Sunday, January 10, 2021

Antony Gormley, In Habit @ Galerie Thaddaeus Ropac

 

Antony Gormley, Installation @ Galerie Thaddaeus Ropac, June 2020

Antony Gormley's sculptures are about so much more than the material and objects themselves. His recent exhibition at Thaddaeus Ropac, In Habit, fills the downstairs space of the gallery with steel. As the title suggests, steel is both habitually running through the gallery spaces and creating a habitation. The title is both a noun and a verb as well as gesturing towards an adjective. Notions of living, home, the built environment, the world we occupy become merged with feelings of entrapment and being stuck, lost, in the sway of something outside of ourselves, something that we cannot control because we are slave to a habit. Or the behavior might be a benign kind of habitual, regular occurrence. Like steel, the body and the object one and the same thing.

In the principle downstairs space, Run II (2019) is like a living, breathing organism, running across doorways, from room to room. As it moves up stairs and around the gallery, I was reminded of a science fiction creature, creeping through a foreign world to which it doesn't belong. And yet, steel is the scaffolding of our world. 

Antony Gormley, Float, 2019

Gormley's use of steel makes the material confounding. I might be reminded of a creature slithering across the floor and around the walls, but the works are made of steel, of an intransigent metal. The works are also about line, the graphic line of the pencil as it moves across a page, the line of a steel infrastructure. The rusted line becomes like a thread, turning at right angles, impossibly. In Gormley's hands, steel reminds of drawings, the movement of our bodies in space, as well as those of an alien organism. Other works such as Float represent the body at rest, in a pose. But then when we look at them from certain angles, we see that the head is raised, uncomfortably held up at the neck, struggling to hold the pose. 

Antony Gormley, Head, 2019

The tension between the organic and the industrial material is always the contradiction at the heart of Gormley's sculptures.
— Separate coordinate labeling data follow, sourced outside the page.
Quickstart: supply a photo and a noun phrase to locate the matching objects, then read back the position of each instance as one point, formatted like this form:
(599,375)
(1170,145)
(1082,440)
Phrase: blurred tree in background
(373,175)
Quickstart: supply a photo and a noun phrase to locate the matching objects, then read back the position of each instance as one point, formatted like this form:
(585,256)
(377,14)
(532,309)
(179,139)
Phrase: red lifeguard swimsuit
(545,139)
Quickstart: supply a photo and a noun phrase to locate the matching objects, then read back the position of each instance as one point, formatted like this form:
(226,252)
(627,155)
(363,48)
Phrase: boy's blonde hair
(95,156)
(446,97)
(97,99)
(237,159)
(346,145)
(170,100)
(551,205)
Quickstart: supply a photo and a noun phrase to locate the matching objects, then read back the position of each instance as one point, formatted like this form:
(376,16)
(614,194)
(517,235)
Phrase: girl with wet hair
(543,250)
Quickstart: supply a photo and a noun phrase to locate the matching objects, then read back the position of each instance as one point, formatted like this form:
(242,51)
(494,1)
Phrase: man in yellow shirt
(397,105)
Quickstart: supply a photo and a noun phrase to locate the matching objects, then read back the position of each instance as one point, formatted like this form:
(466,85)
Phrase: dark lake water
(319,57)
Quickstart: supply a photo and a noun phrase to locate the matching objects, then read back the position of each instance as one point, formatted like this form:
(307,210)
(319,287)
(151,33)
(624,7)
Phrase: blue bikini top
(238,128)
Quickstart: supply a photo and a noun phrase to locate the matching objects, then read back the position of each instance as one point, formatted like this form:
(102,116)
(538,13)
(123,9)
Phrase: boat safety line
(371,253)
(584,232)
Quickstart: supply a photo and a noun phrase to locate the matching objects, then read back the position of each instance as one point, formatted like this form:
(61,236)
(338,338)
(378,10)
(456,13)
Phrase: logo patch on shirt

In the upstairs galleries, Nest, Float and Head (all 2019) are rusted. These works have no movement, no flexibility, in them at all, and indeed, the figures remind us of bodies holding yoga poses. And yet, they are inflexible, unlike the yogi. Of course, they are also contradictory: they are lines without beginning and end, entwined channels of rust. Run has a beginning and end, even if it is moving into spaces that it doesn't belong. Rust is about politics and capitalism, rust is about the world that we live in. 

Antony Gormley, Run 2, 2019

Like all of Gormley's work, these sculptures play on confusion, not only between the organic and the industrial. They are involved in a process of erasing the distinguishing line between inside and outside. When we stand in relation to Run II, are we inside the matrix or out? And do we see the innards of bodies made of steel, or we looking at figures protected by the skin of rust?